A KPMG survey conducted among 120 U.S. senior hospital executives showed that the average annual cost of a full-time registered nurse (RN) in the inpatient setting is $98,000, or $45 per hour. As a result, survey respondents indicated a possible future trend toward increases in traveling or per diem nurse staffing.
For the average RN, base wages represented 75 percent of fully loaded payroll, or 57 percent of the all-in costs, according to statistics from the survey. Among other factors that made up the total price of a full-time RN, the Amstelveen, Netherlands-based research firm noted that 11 percent was attributed to non-productivity hours by respondents.
These data are "important because many healthcare executives distill their decision criteria down to a simple comparison of hourly wages without contemplating the total cost of employment,” said Ralph Henderson, president of the nurse and allied division of AMN Healthcare in San Diego. “Other studies have shown the quality and patient outcomes using contingent RNs are similar to those of full-time RNs. Now, this KPMG study shows cost to be comparable as well, which calls into question whether full-time hiring is the best way to staff-up as demand for healthcare services rebounds along with the economy.”

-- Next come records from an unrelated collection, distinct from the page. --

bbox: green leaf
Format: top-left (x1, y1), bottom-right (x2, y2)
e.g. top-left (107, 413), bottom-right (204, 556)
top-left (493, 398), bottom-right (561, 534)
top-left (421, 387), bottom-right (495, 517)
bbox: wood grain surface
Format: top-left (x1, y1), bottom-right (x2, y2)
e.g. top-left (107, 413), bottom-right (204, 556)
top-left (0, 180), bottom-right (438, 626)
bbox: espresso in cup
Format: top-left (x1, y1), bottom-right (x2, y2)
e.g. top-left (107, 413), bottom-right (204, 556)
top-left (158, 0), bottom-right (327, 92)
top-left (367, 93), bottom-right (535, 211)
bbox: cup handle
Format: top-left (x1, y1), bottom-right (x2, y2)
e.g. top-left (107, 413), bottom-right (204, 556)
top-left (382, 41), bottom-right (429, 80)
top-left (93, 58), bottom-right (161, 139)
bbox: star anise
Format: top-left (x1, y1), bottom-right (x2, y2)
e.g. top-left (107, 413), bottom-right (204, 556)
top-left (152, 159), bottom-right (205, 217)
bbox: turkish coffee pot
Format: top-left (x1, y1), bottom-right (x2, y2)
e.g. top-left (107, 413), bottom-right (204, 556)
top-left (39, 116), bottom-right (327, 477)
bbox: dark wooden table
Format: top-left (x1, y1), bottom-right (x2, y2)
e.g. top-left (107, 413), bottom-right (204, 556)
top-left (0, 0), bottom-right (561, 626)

Statistics indicated that the average base wage of a full-time RN is $56,000 per year, according to KPMG. That figure is slightly lower than the U.S. average estimated by the Bureau of Labor Statistics (BLS), at $67,000 per year. The firm noted that the difference might be attributable to older BLS data, margin of error, sample size or location and the length of work week used to calculate wages. On top of base wages—which made up 57 percent of the all-in cost—respondents said that other payroll costs, insurance costs, recruiting costs, non-productivity, and other costs made up the additional 43 percent of the total price of retaining an RN.
On average, full-time direct care registered nurses worked 41 hours per week, according to the KPMG survey, however, hours fluctuated from week to week and from nurse to nurse. A total of 78 percent of respondents stated that overtime for nurses was between one and 10 hours per week, according to the firm, but on an average week nurses worked four overtime hours. Among the “hidden costs” of nursing labor, 93 percent of respondents believed that up to 20 hours of labor were “non-productive” hours for RNs. Time spent on training, education or personal internet use was considered to be “non-productive hours."
The survey also reported that 65 percent of respondents currently make use of traveling or per diem nurses. Reasons included part-time employed staff, incentives to limit turnover and encourage working overtime, among other factors, according to the report. Of those surveyed, 41 percent stated they expected a future increase in the use of traveling or per diem nurses, while 59 percent expected no change at all. None of the respondents, however, expected a decrease in the use of traveling or per diem nurses. Also of importance, 63 percent responded that quality was the most important factor when considering a per diem or traveling nurse.
“The financial business case is only one aspect of the benefits of travel and contingent nurses,” said Henderson. “When it comes to quality outcomes, using supplemental nurses to reach optimum staffing levels reduces stress and attrition among full-time nurses, and improves nurse and patient satisfaction as well as outcomes.”
A total of 120 U.S. senior hospital executives participated in the survey, including CEOs, chief administrators, COOs, CFOs and directors of human resources, according to the firm. Respondent hospitals varied in size and location. The survey, conducted online, was executed between the end of 2010 and the start of 2011.